Um dos principais desafios é integrar o que é feito no presencial e a distância. E a única forma eficaz de se fazer isso é tendo uma integração de tecnologias robusta, preferencialmente com uma plataforma que consiga monitorar o desempenho dos estudantes, entregar conteúdo, criar a comunicação entre os pares, trazer interatividade, com qualidade, propósito e significado. Acho que aí a Plataforma A cai como uma luva, seja com LXP, com conteúdo, com projetos, enfim, com uma infinidade de soluções integradas que acompanham o aluno do início ao fim do curso.
Mas isso só é possível com capacitação. Não adianta você ter o melhor conteúdo do mundo se o seu docente ainda estiver preso a formatos e métodos de uma era pré-digital. A educação sempre foi muito focada em teoria, no just-in-case. Se aprendia muito para, se for o caso, no futuro, aplicar. A gente vive uma mudança para o just-in-time. É uma mudança significativa, e a gente precisa que o professor aprenda a trabalhar com isso.
O que é preciso para implementar a carga horária presencial na EaD – e vice-versa – de maneira eficaz?
Hoffmann – Em relação à oferta dos cursos a distância, em que são permitidos até 30% presenciais, temos uma bela oportunidade de não fazer algo 100% online, ou 100% a distância, e promover alguns momentos presenciais para a aplicação de metodologias ativas. Para mim não faz sentido o aluno ir até um polo presencial para assistir uma teleaula ou uma aula expositiva com o professor. Ele deveria ir à IES para aplicar o conteúdo que teve a semana inteira para estudar em casa, no seu próprio ritmo.
Os momentos presenciais devem ser utilizados para a aplicação de metodologias ativas, aprendizagem baseada em projetos, peer instruction, laboratórios, aulas práticas. Isso faz toda a diferença. Se for no modelo 100% on-line, existem ferramentas muito interessantes para aplicar essas metodologias. Plataformas como Blackboard Collaborate, Zoom ou Google Meet permitem que você “quebre” a sala de aula. Por exemplo: se você tem 50 alunos, pode dividir em dez grupos de cinco, colocar pra discutir um tema, depois voltar, fazer uma enquete… Ou seja, utilizar momentos síncronos e não presenciais para a aplicação desse conteúdo através de metodologias ativas. Não é a clássica sala de aula divertida, mas o efeito é muito parecido.

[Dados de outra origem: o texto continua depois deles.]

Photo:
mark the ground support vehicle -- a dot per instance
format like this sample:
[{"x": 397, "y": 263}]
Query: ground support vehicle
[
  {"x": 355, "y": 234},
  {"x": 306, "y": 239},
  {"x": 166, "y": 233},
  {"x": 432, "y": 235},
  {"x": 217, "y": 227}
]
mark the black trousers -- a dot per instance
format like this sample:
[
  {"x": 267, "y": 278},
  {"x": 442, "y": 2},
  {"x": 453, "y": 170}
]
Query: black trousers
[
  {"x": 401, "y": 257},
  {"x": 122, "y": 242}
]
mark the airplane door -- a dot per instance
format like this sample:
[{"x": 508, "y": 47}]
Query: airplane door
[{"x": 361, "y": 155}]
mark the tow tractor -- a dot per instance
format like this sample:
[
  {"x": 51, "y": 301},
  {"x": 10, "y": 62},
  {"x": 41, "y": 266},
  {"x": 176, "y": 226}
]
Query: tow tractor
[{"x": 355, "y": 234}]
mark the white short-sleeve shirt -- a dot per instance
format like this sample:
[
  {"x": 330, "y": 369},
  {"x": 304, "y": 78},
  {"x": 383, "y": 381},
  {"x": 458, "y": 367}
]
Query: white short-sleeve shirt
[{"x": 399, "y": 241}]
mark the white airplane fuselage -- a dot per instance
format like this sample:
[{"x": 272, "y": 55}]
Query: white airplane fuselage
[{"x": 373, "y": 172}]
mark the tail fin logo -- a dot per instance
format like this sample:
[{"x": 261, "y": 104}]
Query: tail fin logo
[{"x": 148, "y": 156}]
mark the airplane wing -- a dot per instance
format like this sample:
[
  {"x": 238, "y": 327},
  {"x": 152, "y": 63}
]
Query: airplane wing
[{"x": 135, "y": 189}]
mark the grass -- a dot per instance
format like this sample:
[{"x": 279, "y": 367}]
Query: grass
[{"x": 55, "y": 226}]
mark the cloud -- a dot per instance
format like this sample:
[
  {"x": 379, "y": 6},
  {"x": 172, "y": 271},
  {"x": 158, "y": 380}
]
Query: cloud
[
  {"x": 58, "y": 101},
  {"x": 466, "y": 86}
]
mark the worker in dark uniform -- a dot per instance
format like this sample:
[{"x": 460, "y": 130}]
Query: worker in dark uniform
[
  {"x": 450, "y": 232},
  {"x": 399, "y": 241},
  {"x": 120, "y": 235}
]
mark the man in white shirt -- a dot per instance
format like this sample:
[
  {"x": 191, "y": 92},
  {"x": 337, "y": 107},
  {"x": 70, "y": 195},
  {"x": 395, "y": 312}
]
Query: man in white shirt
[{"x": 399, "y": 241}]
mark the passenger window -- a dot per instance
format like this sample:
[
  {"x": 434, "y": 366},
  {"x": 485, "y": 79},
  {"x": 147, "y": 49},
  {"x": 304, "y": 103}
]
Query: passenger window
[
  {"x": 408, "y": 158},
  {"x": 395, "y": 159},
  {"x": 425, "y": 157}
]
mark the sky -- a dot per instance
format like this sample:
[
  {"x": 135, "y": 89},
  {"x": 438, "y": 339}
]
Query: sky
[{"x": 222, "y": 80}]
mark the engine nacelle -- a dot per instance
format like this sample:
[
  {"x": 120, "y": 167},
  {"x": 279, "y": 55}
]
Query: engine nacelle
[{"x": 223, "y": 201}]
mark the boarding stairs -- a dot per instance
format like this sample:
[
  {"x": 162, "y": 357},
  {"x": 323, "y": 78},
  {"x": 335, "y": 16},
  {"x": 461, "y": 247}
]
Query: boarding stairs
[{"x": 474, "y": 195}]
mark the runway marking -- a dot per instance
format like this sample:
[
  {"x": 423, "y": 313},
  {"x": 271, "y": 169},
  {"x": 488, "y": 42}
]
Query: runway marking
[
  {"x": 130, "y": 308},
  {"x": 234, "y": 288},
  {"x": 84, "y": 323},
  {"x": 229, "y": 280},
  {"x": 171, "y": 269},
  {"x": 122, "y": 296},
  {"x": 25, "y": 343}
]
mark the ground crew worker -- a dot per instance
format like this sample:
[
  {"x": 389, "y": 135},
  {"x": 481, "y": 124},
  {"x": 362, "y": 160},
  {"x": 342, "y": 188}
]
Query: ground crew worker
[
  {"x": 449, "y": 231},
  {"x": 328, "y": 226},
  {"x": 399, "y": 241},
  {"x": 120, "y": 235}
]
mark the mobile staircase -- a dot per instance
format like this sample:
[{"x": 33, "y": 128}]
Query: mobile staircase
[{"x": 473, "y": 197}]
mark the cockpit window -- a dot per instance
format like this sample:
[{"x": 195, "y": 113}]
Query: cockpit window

Acho que estamos fazendo algo bem distante do que entendo que seja o modelo ideal. É possível explorar de uma forma muito melhor, tanto os 40% dos cursos profissionais quanto a presencialidade nos cursos.
Sales – É fundamental aprender a trabalhar com metodologias ativas no modo híbrido. O que precisa ser feito no presencial? O que precisa ser feito a distância? Como a gente traz esse conceito do just-in-time para a aprendizagem, tanto no on-line quanto no presencial?
Diferenciar essa carga é trazer um propósito, uma intencionalidade pedagógica para cada momento, seja ele presencial, seja on-line, síncrono ou assíncrono. Não adianta separar um percentual pelo percentual, um percentual pelo custo. Eu tenho que pensar no propósito e no significado da aprendizagem para a disciplina, para o estudante e para a profissão.
Outro ponto que é uma enorme oportunidade para aprimorar esse processo é o feedback. Passamos a ter o apoio do digital para saber como melhorar o que fazíamos antes e trazer análises sobre as avaliações. Podemos acompanhar com muito mais inteligência o progresso de cada estudante. E fazer ajustes durante o curso para que o conteúdo e o processo de aprendizagem se adequem às mudanças que vêm acontecendo. Também é fundamental manter o engajamento e a integração dos pares. Talvez esse seja um desafio maior no digital, mas com certeza deve ser visto como prioridade.